The provisions of the Enforcement Decree of this case treat the "forest preserved in its original form" of a golf course, which must be preserved as it is without any artificial alteration of its form, as different from the "land for sports facilities where profit is created". The "forest preserved in its original form" of a golf course is treated as different from the "land for sports facilities where profit is created". The "forest preserved in its original form" is to be legally enforced for the golf course operation, which brings an effect of separating it from a hole or an outer area, and is to prevent accidents, and increases its utility by creating and maintaining beautiful landscape of a golf course, and thereby raising its utility jointly with a golf course, it is essentially the same as "land for sports facilities where profit is created", and it is in essence different from the "a simple forest connected with a golf course, which is irrelevant to a golf course business" (Article 131-2 (3) of the former Enforcement Decree of the Local Tax Act, which does not belong to land for public golf course or land for a membership golf course within the original aggregate taxation period of 20 years, but does not belong to the land for special aggregate taxation within the Presidential Decree No.317.

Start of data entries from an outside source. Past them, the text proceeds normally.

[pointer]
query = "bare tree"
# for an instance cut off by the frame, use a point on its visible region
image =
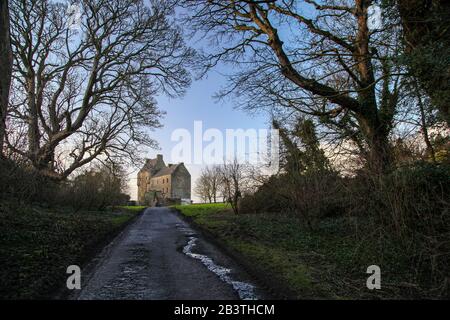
(5, 67)
(84, 89)
(320, 59)
(202, 188)
(207, 185)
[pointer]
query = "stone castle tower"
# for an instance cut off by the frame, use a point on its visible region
(161, 184)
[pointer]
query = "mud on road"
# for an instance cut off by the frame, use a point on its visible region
(160, 257)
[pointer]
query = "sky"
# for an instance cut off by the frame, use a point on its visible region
(197, 105)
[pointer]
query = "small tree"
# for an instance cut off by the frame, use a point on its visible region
(233, 181)
(5, 67)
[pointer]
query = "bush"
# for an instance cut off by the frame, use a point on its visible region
(24, 184)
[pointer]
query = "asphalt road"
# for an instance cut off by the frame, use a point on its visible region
(160, 256)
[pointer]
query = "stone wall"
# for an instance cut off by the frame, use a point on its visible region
(181, 183)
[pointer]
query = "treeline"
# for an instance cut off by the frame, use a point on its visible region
(77, 87)
(96, 188)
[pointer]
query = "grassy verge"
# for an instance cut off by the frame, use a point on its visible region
(37, 245)
(299, 263)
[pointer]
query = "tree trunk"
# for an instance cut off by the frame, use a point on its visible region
(5, 68)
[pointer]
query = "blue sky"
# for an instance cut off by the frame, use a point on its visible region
(198, 104)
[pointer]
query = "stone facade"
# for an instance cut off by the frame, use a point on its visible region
(159, 184)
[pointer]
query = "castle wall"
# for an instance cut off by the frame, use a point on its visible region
(181, 183)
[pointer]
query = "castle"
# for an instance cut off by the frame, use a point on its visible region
(159, 184)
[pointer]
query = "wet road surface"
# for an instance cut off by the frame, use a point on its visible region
(159, 256)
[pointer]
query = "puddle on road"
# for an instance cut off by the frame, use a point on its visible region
(244, 290)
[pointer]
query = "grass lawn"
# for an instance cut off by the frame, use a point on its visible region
(37, 245)
(298, 263)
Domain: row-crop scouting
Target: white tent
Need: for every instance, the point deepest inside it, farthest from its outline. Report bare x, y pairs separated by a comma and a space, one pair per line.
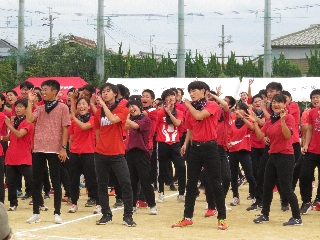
230, 86
300, 88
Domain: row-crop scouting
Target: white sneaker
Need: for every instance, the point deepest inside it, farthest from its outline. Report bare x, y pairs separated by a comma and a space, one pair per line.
227, 208
13, 208
181, 198
57, 219
73, 209
235, 201
97, 210
154, 210
34, 218
43, 208
161, 197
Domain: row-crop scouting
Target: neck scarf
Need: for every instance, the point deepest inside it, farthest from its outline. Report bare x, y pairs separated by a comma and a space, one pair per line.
199, 104
239, 123
84, 118
111, 107
17, 120
50, 105
274, 117
168, 119
259, 113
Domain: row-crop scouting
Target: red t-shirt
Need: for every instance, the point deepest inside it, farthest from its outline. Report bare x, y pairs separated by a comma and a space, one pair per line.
110, 140
295, 112
19, 150
314, 120
167, 133
83, 140
206, 129
153, 115
278, 143
223, 128
240, 138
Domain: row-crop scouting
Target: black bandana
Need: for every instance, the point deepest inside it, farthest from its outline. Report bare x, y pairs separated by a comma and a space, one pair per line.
168, 119
50, 105
199, 104
239, 123
111, 108
274, 117
259, 113
17, 120
84, 118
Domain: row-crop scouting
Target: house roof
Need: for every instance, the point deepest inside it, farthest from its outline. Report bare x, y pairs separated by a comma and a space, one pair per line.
306, 37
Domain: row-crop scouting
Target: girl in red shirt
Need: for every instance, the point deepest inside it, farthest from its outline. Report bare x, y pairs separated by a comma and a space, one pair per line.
278, 128
82, 153
239, 151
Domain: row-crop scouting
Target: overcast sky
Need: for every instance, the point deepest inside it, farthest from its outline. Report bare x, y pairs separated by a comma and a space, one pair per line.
243, 21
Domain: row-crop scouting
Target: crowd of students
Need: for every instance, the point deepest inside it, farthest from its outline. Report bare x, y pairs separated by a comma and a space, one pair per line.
129, 142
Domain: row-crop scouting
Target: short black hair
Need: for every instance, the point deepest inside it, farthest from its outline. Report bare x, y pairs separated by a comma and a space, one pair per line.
26, 84
166, 93
12, 91
23, 102
314, 92
279, 98
274, 86
198, 85
113, 87
122, 89
54, 84
232, 101
153, 96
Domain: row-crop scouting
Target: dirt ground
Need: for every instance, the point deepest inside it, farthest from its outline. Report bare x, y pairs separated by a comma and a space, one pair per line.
81, 225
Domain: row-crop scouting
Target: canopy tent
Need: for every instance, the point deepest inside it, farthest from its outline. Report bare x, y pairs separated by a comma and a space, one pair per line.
65, 84
230, 86
300, 88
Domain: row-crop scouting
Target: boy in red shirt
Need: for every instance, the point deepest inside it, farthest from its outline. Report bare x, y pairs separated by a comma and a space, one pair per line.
19, 158
201, 122
109, 123
52, 117
169, 119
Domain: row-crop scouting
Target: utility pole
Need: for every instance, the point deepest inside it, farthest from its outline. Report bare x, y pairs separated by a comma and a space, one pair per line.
181, 65
21, 47
267, 66
100, 42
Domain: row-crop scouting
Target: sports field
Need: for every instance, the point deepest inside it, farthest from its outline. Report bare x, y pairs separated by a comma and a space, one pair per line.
81, 225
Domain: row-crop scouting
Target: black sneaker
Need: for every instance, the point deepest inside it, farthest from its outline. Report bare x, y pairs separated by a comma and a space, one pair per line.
90, 203
128, 221
293, 222
118, 203
106, 219
284, 208
261, 219
305, 208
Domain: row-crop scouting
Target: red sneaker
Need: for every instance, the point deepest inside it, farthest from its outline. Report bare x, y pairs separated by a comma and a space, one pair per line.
183, 223
112, 192
141, 204
210, 213
222, 224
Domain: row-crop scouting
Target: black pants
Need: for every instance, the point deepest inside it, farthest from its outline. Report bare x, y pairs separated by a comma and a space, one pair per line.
225, 179
208, 157
242, 157
279, 167
311, 161
168, 152
119, 166
83, 163
12, 172
2, 179
139, 167
39, 163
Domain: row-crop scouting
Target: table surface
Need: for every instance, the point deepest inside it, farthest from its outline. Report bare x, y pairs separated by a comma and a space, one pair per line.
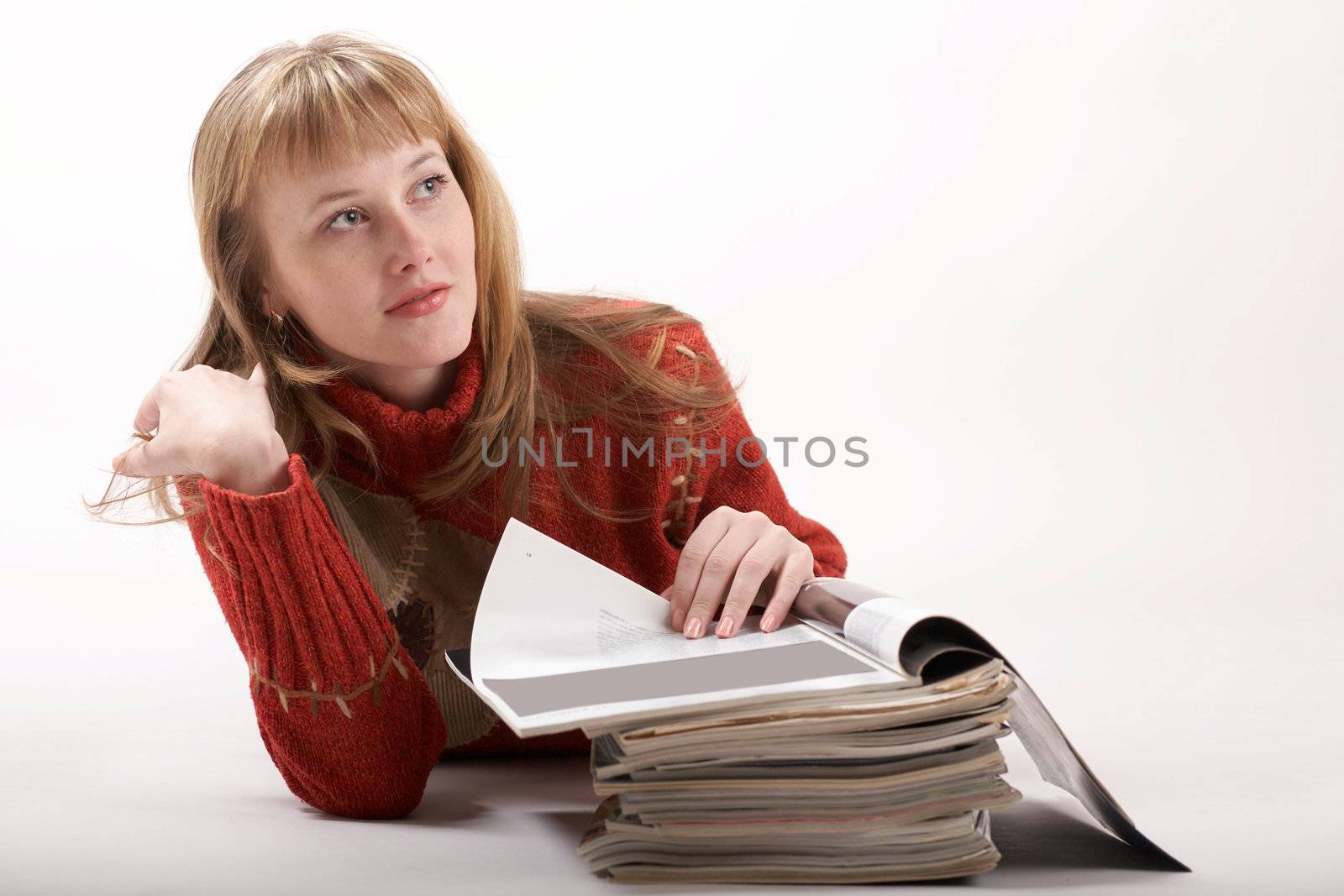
128, 770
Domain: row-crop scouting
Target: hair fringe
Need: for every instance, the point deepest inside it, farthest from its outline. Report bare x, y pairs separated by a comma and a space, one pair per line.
346, 93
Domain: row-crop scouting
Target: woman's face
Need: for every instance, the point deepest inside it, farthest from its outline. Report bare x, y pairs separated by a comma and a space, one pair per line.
349, 242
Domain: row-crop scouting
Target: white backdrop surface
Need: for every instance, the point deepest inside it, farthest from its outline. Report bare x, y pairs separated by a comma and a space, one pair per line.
1070, 269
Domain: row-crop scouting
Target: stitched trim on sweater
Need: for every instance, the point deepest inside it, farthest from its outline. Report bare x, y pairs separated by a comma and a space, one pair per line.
675, 524
403, 577
375, 678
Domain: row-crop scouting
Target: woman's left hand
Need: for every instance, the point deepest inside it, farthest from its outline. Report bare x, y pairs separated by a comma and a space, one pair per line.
739, 550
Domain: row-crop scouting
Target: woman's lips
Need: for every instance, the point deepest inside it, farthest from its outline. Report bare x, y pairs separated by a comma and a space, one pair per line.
421, 307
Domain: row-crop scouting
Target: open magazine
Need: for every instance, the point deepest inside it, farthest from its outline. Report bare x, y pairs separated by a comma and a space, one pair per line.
562, 642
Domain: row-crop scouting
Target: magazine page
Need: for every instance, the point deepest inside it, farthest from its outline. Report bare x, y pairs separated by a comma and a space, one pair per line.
931, 645
561, 642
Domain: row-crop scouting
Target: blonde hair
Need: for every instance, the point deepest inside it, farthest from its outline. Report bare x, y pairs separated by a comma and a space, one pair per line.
343, 94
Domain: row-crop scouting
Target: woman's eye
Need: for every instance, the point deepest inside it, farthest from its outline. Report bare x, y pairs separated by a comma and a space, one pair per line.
351, 215
344, 217
436, 183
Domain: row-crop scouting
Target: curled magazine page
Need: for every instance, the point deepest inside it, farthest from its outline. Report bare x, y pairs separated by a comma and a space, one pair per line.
931, 645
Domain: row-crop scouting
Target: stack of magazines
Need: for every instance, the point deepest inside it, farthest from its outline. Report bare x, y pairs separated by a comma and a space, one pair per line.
889, 786
857, 743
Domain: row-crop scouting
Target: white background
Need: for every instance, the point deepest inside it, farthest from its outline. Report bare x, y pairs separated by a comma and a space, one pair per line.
1072, 270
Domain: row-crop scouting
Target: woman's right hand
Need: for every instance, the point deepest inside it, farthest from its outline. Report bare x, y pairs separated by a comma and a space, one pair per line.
210, 422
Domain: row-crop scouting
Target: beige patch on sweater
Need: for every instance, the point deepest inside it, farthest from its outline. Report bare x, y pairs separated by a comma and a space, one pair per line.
430, 562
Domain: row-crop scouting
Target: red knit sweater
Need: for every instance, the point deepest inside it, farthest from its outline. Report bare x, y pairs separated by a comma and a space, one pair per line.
343, 708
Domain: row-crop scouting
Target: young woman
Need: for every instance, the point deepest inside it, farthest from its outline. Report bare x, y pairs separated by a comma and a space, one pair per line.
373, 396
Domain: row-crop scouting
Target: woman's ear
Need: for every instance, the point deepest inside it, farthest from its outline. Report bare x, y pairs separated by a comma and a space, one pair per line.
269, 307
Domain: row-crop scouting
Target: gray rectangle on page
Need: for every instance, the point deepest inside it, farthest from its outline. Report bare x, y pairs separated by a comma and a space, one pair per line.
676, 678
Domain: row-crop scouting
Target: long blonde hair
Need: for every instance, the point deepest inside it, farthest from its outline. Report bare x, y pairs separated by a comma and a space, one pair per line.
343, 93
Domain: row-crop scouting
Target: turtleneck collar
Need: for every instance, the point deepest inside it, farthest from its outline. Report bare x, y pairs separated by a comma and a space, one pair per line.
409, 443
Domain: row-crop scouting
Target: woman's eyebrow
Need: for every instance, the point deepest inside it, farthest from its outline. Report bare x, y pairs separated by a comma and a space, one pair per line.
346, 194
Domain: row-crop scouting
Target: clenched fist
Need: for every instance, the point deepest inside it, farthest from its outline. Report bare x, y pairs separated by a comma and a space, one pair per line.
214, 423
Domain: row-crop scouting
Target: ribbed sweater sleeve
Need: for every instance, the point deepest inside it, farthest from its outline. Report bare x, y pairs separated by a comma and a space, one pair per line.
752, 483
344, 714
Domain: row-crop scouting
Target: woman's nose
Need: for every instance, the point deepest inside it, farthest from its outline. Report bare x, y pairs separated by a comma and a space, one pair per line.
410, 244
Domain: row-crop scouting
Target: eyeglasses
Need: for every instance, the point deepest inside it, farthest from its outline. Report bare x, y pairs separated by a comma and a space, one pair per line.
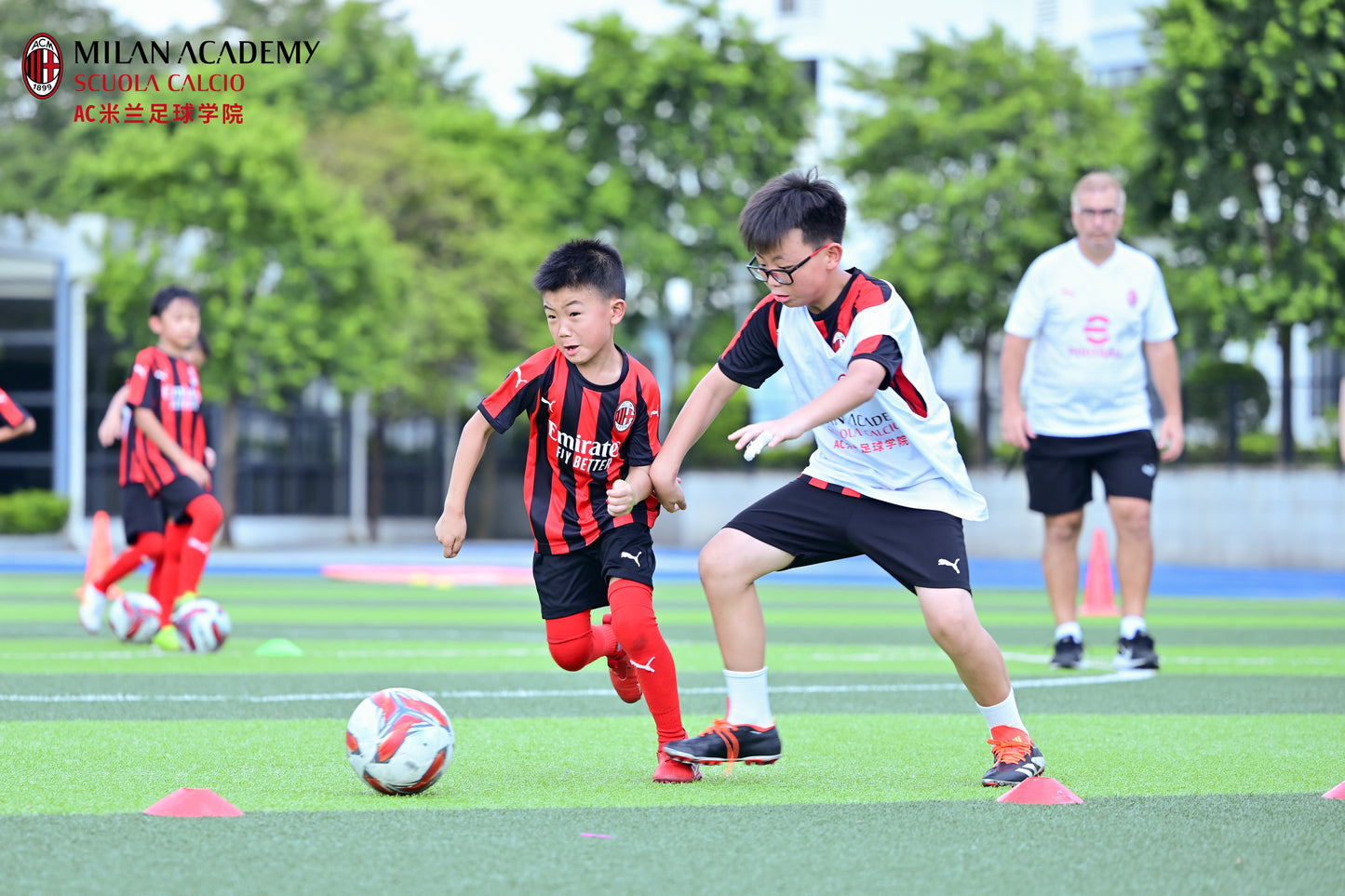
783, 276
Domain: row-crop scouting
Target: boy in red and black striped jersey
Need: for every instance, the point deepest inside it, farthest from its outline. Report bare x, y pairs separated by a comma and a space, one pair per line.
141, 515
14, 420
593, 432
167, 451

Therefore, since the enforcement decree of this case cannot be deemed to violate the principle of equality, the plaintiff's above assertion is without merit.

(B) We examine whether the instant enforcement decree provisions infringe on the freedom of occupation.

It is difficult to view that only heavy taxation on the preserved forest land of the original form of a golf course does not have a decisive impact on whether or not the golf course has accrued profit or loss, and the existence of profit or loss is ultimately attributable to the problem of the rationality of economic choice and the efficiency of corporate management. Therefore, even if the comprehensive real estate holding tax on the preserved forest land of the original form of a golf course has a significant burden, it can only be said to be an issue of economic choice, which would eventually lead to the issue of whether or not the golf course should acquire and operate the golf course even if taking over such economic burden, and the comprehensive real estate holding tax itself does not legally or factually prohibit the operation of the golf course, and therefore, the provision of the Enforcement Decree of the instant case cannot be deemed to infringe on the freedom of occupation (see Constitutional Court Order 96Hun-Ba64, Feb. 25, 199).

3. Conclusion

Therefore, the plaintiff's claim of this case is dismissed as it is without merit, and it is so decided as per Disposition.